Beneath the surface of just about everything you rely on, from the computer in your car or the one on your desk at home, to the tiny one slowly wearing a hole in the pocket of your favorite pair of jeans. Printed circuit boards are everywhere, and they would be nothing without surface mount assembly, and that is why surface mount assemblies are the critical surface beneath the surface of virtually all the electronic equipment you use. So, what exactly is surface mount assembly?
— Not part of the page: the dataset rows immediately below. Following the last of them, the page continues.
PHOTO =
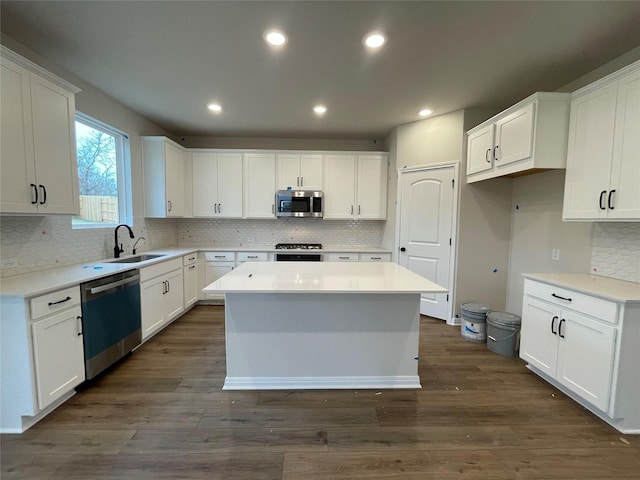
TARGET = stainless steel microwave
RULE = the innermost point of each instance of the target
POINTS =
(299, 203)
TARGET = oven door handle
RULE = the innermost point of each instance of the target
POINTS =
(108, 286)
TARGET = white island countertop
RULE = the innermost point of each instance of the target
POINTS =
(322, 277)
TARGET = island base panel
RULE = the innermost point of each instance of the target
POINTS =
(321, 341)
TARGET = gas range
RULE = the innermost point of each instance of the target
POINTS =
(299, 256)
(299, 246)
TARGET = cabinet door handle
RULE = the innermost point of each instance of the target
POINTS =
(35, 197)
(609, 202)
(601, 201)
(59, 301)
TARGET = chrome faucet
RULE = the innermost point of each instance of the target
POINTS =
(134, 245)
(117, 250)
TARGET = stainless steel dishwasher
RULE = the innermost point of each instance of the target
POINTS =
(111, 319)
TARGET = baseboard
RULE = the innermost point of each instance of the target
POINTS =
(321, 383)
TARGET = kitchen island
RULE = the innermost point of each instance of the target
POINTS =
(322, 325)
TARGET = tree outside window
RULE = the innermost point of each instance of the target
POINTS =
(101, 166)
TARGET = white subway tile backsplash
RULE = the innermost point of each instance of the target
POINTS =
(270, 232)
(615, 251)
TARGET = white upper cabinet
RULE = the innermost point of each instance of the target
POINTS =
(37, 145)
(217, 184)
(603, 158)
(355, 187)
(299, 171)
(260, 185)
(163, 177)
(528, 137)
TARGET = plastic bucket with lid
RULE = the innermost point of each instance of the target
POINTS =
(503, 333)
(474, 321)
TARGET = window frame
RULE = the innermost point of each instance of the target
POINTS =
(123, 167)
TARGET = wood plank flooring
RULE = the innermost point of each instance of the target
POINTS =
(161, 414)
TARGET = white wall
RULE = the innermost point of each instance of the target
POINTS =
(537, 228)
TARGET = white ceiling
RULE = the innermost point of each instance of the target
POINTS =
(168, 59)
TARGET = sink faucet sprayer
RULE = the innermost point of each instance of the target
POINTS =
(117, 250)
(134, 245)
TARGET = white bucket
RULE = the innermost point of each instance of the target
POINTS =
(474, 321)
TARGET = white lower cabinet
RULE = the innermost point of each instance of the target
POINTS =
(216, 264)
(41, 355)
(161, 295)
(585, 346)
(190, 273)
(58, 355)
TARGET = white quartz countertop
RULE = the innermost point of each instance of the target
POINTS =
(51, 279)
(604, 287)
(322, 277)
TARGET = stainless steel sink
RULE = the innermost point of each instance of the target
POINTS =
(137, 258)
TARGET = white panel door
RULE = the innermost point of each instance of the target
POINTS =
(205, 184)
(229, 185)
(426, 223)
(18, 187)
(514, 136)
(339, 186)
(589, 153)
(625, 171)
(480, 151)
(58, 355)
(54, 142)
(539, 335)
(585, 357)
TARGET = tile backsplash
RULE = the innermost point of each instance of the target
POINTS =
(283, 230)
(615, 251)
(34, 243)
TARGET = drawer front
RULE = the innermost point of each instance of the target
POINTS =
(375, 257)
(252, 256)
(54, 302)
(604, 310)
(190, 259)
(341, 257)
(220, 256)
(153, 271)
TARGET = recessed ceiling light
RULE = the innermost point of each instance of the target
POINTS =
(274, 37)
(374, 39)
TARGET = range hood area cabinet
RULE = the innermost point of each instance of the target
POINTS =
(529, 137)
(217, 184)
(602, 182)
(355, 187)
(38, 144)
(163, 165)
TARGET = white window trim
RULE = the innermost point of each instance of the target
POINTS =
(125, 197)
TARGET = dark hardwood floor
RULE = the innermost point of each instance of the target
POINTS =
(161, 414)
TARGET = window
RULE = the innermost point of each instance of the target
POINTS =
(103, 174)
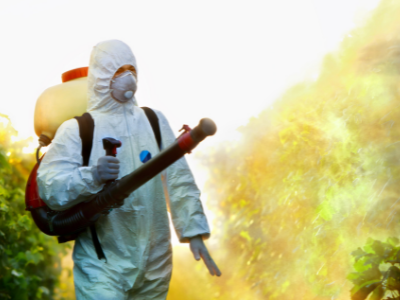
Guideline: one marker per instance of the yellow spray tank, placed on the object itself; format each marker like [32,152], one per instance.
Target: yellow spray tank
[60,103]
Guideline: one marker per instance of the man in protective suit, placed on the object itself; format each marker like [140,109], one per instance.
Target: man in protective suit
[135,237]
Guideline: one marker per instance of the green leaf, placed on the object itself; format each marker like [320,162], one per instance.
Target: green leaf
[16,273]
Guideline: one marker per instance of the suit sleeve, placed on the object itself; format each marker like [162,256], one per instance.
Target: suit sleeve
[62,180]
[183,194]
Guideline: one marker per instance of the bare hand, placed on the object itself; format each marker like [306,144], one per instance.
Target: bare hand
[107,168]
[199,250]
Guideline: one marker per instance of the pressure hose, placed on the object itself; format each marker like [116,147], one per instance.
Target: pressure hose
[84,214]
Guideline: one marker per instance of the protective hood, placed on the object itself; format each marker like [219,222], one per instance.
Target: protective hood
[106,58]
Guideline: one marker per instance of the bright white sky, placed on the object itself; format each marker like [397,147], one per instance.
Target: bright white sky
[222,59]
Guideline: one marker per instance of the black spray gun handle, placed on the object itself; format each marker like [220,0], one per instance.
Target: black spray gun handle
[111,145]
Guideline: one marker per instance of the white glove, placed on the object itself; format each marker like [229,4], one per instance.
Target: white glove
[199,250]
[107,169]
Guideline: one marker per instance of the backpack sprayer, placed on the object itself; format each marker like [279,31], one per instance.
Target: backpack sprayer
[84,214]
Surface mount technology is a method used for constructing electronic circuits where the components that actually bring functionality to the assembly are mounted directly to the surface of the printed circuit board. In the past, instead of the components being mounted to the printed circuit board, they all had individual connections – which lead to very inefficient management of space and a level of performance that would eventually be overshadowed by surface mounting. Think of it this way, the old way was a mess of tangles and knots – the difference between a groomed show dog and a gnarly mess that’s been playing in the gutter for too long. With surface mount technology, devices can afford to be smaller, more compact, and better all-around products.
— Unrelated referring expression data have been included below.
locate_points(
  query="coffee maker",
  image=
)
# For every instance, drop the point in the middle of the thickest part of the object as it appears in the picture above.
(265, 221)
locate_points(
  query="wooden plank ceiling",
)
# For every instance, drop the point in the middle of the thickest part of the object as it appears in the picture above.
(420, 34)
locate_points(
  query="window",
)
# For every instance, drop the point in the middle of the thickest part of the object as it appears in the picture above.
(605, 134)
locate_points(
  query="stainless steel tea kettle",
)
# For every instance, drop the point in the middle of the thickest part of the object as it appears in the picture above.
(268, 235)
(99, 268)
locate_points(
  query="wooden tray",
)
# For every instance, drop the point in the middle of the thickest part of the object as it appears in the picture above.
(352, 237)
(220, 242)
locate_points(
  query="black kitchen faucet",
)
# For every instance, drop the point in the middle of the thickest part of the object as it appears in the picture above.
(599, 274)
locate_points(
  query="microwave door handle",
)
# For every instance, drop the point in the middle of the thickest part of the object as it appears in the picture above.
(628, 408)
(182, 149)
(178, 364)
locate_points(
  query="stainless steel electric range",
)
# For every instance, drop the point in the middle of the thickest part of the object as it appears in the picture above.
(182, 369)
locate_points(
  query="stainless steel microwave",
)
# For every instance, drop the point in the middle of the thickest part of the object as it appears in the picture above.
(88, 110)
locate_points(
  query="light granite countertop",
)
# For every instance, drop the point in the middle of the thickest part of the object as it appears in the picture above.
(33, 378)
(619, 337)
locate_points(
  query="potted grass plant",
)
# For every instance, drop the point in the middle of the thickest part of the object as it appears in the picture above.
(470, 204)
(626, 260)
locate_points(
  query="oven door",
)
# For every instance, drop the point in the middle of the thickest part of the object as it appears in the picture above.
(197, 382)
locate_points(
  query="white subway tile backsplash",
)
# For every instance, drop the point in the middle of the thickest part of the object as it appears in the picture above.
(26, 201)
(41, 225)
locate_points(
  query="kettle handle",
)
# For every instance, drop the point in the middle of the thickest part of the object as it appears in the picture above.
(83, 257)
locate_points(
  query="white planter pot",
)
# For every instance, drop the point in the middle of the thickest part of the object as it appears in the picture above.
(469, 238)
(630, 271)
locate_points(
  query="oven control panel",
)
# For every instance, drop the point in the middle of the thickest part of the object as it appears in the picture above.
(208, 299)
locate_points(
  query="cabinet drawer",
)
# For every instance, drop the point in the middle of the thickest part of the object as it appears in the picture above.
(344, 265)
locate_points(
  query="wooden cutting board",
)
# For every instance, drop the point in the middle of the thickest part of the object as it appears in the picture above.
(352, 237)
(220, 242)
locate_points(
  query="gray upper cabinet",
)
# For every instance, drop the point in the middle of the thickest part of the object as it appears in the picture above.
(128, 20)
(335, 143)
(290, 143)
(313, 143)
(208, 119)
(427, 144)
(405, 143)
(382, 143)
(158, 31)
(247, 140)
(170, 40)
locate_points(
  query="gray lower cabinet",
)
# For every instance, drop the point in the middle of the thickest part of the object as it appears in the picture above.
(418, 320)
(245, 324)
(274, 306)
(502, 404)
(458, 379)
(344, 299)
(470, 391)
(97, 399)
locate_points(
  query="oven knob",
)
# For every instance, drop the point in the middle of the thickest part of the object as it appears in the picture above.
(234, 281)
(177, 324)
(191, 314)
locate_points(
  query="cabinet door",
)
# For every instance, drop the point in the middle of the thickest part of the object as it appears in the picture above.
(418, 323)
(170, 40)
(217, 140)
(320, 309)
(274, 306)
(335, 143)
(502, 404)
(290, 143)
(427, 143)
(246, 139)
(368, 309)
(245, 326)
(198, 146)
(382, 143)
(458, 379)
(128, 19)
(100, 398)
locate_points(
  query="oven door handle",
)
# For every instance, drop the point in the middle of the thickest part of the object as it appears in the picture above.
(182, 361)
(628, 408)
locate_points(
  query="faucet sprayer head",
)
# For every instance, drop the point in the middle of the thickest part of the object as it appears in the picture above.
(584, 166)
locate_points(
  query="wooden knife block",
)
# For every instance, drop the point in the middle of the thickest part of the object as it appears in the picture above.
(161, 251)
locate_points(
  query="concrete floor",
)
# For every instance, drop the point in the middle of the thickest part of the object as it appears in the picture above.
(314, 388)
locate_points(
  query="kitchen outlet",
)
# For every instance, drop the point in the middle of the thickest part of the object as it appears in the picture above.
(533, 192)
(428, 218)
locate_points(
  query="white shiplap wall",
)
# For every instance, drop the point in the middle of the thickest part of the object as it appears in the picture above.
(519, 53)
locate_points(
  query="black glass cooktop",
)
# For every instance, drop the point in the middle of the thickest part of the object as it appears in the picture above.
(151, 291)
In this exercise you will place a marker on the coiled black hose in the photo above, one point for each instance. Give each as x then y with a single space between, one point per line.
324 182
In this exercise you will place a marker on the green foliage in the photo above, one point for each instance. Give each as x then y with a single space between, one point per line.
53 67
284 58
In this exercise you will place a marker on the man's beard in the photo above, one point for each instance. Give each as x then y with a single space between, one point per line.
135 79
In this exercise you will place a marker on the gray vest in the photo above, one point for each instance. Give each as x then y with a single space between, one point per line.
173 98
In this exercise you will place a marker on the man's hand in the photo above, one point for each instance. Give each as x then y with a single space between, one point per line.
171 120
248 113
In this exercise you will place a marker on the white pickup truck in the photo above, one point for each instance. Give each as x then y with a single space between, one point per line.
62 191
The main advantages of surface mount technology include the ability to incorporate smaller components in much greater number, fewer holes needing to be drilled through the PCB, much simpler (a nd much faster) automated assembly, and the ability to place components on both sides of the circuit boards.
Surface mounting technology was first pioneered in the 1960’s and came into prominence in the 1980’s when more and more consumer electronics and computers were being used. For the most part, the majority of research, development, and early testing was undertaken by IBM. With these new developments, components began getting smaller and smaller, allowing for greater circuit densities – bring greater capabilities to electronics without having to increase size, but instead decreasing space requirements. In the 1980’s the rapidly increasing popularity of surface mounting technology allowed for a greatly enhanced degree of automation, which reduced costs of production, increased production rates, and made many types of electronic devices readily available to a wider group of consumers.
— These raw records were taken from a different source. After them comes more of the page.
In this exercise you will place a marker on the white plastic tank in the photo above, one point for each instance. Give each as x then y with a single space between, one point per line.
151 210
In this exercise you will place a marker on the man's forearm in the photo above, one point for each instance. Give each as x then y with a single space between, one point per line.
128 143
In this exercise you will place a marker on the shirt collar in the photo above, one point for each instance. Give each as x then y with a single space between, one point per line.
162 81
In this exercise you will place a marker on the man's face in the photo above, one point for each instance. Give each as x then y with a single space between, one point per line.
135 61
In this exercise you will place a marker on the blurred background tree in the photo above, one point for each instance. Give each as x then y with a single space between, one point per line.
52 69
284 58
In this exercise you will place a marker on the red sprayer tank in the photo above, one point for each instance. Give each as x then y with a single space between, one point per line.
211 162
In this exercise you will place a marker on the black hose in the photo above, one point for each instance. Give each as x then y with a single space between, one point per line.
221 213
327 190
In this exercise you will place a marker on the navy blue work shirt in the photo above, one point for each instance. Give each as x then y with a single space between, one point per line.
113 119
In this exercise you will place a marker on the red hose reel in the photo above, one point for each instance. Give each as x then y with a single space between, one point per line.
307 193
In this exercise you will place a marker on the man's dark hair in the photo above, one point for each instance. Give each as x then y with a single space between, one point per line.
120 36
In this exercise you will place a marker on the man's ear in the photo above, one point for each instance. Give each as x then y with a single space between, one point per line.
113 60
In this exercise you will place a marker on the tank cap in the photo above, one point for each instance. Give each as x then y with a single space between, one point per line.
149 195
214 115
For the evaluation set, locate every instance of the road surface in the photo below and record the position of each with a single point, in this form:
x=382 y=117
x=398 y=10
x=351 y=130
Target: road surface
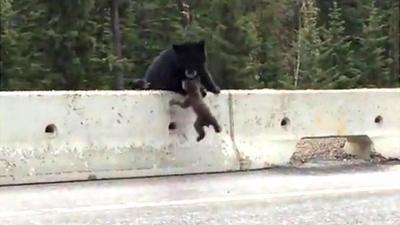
x=360 y=194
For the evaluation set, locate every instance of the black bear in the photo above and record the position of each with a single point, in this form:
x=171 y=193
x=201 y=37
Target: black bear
x=177 y=63
x=194 y=99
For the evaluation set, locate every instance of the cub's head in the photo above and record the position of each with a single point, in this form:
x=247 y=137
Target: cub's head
x=191 y=57
x=191 y=86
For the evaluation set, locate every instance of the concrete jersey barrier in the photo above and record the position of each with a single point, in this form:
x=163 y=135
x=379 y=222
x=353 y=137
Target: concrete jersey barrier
x=65 y=135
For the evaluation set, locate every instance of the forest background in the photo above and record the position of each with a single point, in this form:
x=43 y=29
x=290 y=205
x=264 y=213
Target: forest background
x=280 y=44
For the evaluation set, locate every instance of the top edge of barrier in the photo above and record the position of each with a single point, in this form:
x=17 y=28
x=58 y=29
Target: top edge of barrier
x=226 y=91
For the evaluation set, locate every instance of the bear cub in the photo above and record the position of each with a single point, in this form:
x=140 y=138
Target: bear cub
x=194 y=99
x=176 y=64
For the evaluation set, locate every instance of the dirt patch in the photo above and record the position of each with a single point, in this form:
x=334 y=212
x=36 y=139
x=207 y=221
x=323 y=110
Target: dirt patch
x=326 y=149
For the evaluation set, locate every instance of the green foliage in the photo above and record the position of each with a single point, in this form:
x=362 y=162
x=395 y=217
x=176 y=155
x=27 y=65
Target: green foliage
x=250 y=44
x=374 y=65
x=337 y=56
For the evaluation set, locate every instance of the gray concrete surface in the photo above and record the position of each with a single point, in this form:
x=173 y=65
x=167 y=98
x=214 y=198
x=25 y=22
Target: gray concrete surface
x=346 y=194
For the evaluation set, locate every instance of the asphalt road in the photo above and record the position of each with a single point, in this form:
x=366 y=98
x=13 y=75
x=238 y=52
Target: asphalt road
x=330 y=194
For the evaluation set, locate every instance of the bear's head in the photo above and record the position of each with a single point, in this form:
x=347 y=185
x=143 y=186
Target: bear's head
x=191 y=57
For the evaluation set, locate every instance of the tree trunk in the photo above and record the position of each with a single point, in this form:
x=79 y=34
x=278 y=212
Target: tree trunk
x=116 y=33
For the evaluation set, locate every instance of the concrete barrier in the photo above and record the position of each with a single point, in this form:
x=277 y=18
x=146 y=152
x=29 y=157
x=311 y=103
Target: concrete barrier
x=61 y=136
x=267 y=124
x=57 y=136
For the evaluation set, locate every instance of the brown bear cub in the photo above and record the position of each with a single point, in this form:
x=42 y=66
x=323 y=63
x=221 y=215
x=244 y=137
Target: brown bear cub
x=195 y=99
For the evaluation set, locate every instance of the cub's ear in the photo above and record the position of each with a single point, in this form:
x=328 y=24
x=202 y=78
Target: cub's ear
x=178 y=48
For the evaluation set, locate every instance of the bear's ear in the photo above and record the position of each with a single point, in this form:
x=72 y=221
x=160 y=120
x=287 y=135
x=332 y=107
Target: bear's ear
x=201 y=43
x=178 y=48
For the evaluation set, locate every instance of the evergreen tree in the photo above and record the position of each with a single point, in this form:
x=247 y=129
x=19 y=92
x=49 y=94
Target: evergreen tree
x=308 y=72
x=372 y=63
x=337 y=57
So as you see, without surface mount technology, many of the commonplace products we have today ranging from simple toys and advanced consumer electronics to computer components and high tech missile systems would not be possible. When you reach for your mobile phone resting in your pocket or your ultra-portable laptop safely stowed away in your bag, think about what makes it all possible. Chances are in many cases, you have the early pioneers of technologies like surface mounting to thank.